我浑身的血液瞬间凝固了,手里的门帘“啪嗒”一声掉下来,遮住了那双腿,可刚才的画面像刻在了视网膜上,挥之不去。农村的老人常说,冬夜的门帘后容易藏“东西”,尤其是小孩半夜出门,容易撞见“不干净的”。我想起前几天村里的二娃说,他半夜撩门帘看见过“白胡子老头”,后来发了三天烧。一股寒意从脚底板窜到头顶,我腿一软,顺着门帘滑坐在地上,却不敢发出一点声音,怕惊动了门帘后的“人”。

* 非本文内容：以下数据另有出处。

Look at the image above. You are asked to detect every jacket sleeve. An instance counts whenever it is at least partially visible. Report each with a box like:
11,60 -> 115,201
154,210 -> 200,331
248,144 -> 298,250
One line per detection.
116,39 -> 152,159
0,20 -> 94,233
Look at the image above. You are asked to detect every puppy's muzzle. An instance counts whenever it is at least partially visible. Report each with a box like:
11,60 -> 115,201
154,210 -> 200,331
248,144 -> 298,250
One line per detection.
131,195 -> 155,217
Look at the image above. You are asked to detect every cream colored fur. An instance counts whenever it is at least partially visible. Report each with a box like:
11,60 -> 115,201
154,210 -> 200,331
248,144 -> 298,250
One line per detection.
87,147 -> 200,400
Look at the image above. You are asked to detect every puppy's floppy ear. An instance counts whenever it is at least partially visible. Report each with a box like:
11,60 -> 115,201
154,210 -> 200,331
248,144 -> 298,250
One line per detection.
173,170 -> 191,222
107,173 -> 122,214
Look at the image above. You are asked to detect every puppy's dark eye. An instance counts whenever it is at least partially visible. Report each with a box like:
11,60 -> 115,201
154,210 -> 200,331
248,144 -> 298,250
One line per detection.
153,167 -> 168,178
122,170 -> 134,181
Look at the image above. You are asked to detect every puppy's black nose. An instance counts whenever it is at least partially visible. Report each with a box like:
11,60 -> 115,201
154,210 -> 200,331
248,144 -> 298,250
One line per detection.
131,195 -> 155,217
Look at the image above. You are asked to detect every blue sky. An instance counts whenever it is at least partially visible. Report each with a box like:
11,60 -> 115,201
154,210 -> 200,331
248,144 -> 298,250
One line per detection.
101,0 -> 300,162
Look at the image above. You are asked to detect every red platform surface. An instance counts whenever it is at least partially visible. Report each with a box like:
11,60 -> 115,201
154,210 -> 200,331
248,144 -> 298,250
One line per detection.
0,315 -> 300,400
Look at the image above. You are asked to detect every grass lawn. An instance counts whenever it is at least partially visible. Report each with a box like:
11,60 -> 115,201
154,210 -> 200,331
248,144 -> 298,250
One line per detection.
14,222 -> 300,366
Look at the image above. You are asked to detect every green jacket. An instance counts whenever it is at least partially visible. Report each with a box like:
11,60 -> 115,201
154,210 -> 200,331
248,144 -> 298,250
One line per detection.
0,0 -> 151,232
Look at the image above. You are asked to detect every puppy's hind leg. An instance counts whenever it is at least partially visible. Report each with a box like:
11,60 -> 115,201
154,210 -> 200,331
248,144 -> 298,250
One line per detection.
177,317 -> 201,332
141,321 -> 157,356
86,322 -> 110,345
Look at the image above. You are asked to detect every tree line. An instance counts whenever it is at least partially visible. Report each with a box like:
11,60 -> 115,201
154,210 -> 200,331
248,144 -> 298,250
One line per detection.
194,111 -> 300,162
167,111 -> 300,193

火炕的余温还在身后,可我觉得浑身冰冷,牙齿控制不住地打颤。我死死盯着那道厚重的门帘,仿佛下一秒就会有一只手从帘后伸出来,抓住我的胳膊。外屋的煤油灯“噼啪”响了一声,灯光晃动,门帘上的影子也跟着动,我吓得赶紧闭上眼睛,双手捂住耳朵,蜷缩在地上。不知过了多久,我听见妈妈翻了个身,嘴里嘟囔着“冷死了”,我才敢慢慢挪回炕边,手脚并用地爬上去,用棉被把自己裹得严严实实,连头都不敢露出来。
那一夜,我睁着眼睛直到天亮。窗外的雪停了,阳光透过窗纸照进来,我才敢偷偷掀开被子,看向门帘的方向。门帘安安静静地挂着,没有任何异常,可我还是不敢靠近,直到妈妈喊我起床,我才跟着她一起撩开门帘出去。外屋的地上积着一层薄雪,是从门缝里飘进来的,门帘和土墙之间空空荡荡,什么都没有,只有奶奶的挑水扁担靠在墙上,上面裹着一块旧布。
我没敢跟任何人说这件事,可从那以后,我再也不敢半夜自己撩门帘,甚至看到厚门帘就会发抖。冬天再想上厕所,就算把妈妈叫醒挨骂,也不肯自己出去。这个秘密像块石头压在我心里,直到去年冬天,我带着女儿回农村老家过年,奶奶的土坯房还在,只是门帘换成了新的棉帘,火炕也改成了地暖。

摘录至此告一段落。